En medio de la energía del carnaval y el misterio de las máscaras que tanto pinté en 1997, a veces sentía la necesidad de capturar los momentos de calma, la pausa. Este «Bodegón» es uno de esos instantes. Para mí, no es una simple composición de botellas; es el eco de una mesa compartida, de risas y conversaciones que quedaron flotando en el aire. Es la Venecia íntima, la que se vive alrededor de una copa de vino del Piave o una grappa después de la cena.
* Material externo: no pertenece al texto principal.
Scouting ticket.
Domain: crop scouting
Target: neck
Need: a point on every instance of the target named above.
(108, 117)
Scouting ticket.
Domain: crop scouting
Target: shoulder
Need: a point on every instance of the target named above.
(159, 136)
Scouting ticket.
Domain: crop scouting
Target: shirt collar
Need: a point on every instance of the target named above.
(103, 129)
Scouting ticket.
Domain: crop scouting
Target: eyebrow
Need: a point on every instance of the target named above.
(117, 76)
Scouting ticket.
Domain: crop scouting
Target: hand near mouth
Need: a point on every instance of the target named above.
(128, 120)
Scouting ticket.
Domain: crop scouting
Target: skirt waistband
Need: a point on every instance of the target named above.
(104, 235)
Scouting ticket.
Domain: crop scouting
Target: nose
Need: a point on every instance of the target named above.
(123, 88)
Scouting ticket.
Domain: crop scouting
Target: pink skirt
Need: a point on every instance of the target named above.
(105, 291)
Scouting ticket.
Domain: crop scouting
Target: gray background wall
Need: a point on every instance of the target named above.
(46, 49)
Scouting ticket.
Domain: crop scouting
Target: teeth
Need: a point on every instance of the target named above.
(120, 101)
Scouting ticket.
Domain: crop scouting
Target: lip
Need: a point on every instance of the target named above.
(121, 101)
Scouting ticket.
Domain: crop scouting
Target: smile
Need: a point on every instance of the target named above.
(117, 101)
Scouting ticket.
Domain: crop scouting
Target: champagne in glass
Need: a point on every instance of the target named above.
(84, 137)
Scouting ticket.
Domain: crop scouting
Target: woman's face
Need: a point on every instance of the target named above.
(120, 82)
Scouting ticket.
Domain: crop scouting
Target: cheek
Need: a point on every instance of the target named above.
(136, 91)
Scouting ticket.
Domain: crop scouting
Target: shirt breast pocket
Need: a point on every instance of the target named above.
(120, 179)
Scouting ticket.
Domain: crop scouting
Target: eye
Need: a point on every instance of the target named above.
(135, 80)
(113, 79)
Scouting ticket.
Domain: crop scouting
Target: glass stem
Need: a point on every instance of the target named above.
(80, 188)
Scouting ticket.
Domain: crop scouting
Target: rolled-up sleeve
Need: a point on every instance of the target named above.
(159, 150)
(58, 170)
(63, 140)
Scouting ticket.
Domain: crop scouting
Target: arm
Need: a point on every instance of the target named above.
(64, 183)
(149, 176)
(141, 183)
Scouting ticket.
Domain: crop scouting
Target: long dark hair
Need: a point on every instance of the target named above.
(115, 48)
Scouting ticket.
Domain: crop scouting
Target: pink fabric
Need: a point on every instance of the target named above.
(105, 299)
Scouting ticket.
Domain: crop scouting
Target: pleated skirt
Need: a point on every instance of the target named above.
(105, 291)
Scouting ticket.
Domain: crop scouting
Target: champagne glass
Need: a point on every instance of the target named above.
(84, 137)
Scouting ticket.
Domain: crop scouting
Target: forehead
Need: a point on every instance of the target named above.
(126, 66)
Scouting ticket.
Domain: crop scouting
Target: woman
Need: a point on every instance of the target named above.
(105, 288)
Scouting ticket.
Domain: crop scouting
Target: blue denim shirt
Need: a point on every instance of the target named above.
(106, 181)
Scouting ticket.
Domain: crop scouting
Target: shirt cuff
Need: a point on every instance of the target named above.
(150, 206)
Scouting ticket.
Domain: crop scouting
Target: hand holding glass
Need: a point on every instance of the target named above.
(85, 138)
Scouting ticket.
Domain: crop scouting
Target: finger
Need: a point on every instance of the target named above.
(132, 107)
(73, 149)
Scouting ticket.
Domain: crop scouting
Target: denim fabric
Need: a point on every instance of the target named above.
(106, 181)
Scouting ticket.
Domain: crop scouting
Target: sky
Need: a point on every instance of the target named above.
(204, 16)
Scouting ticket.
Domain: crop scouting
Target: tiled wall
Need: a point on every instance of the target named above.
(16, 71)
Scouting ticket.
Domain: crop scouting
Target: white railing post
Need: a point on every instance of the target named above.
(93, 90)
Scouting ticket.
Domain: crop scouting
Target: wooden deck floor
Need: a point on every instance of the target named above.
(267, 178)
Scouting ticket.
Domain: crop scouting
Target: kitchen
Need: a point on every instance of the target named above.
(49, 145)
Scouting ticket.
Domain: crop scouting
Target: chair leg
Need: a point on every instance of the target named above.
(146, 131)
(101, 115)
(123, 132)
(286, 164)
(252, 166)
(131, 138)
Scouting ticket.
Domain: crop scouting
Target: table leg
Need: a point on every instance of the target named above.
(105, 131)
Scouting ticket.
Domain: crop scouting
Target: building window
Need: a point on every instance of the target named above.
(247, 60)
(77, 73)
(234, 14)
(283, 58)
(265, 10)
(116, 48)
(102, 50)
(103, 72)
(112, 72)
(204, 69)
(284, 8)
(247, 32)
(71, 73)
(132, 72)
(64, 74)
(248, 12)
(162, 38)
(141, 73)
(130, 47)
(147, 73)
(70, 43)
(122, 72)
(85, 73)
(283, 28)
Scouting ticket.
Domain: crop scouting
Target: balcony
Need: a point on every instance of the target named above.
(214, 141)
Quería que la pieza tuviera la textura de una pared antigua, de un muro con historia. Sobre la cerámica, apliqué los esmaltes con espátula, construyendo capas gruesas de color. Luego, con un gesto caligráfico, grabé los nombres en las botellas y tracé las siluetas de las copas. No buscaba el realismo, sino la memoria del objeto, la huella que deja. El fuego del horno le dio a esos placeres efímeros —un buen vino, una buena compañía— el peso y la permanencia de la tierra cocida.
Esta obra es un homenaje a los placeres sencillos y a la camaradería. Es mi forma de decir que, incluso en los escenarios más grandiosos, la verdadera vida se encuentra en estos pequeños rituales. Es la vida quieta (still life) que da sentido a todo el movimiento, una invitación a brindar que quedó inmortalizada en el barro.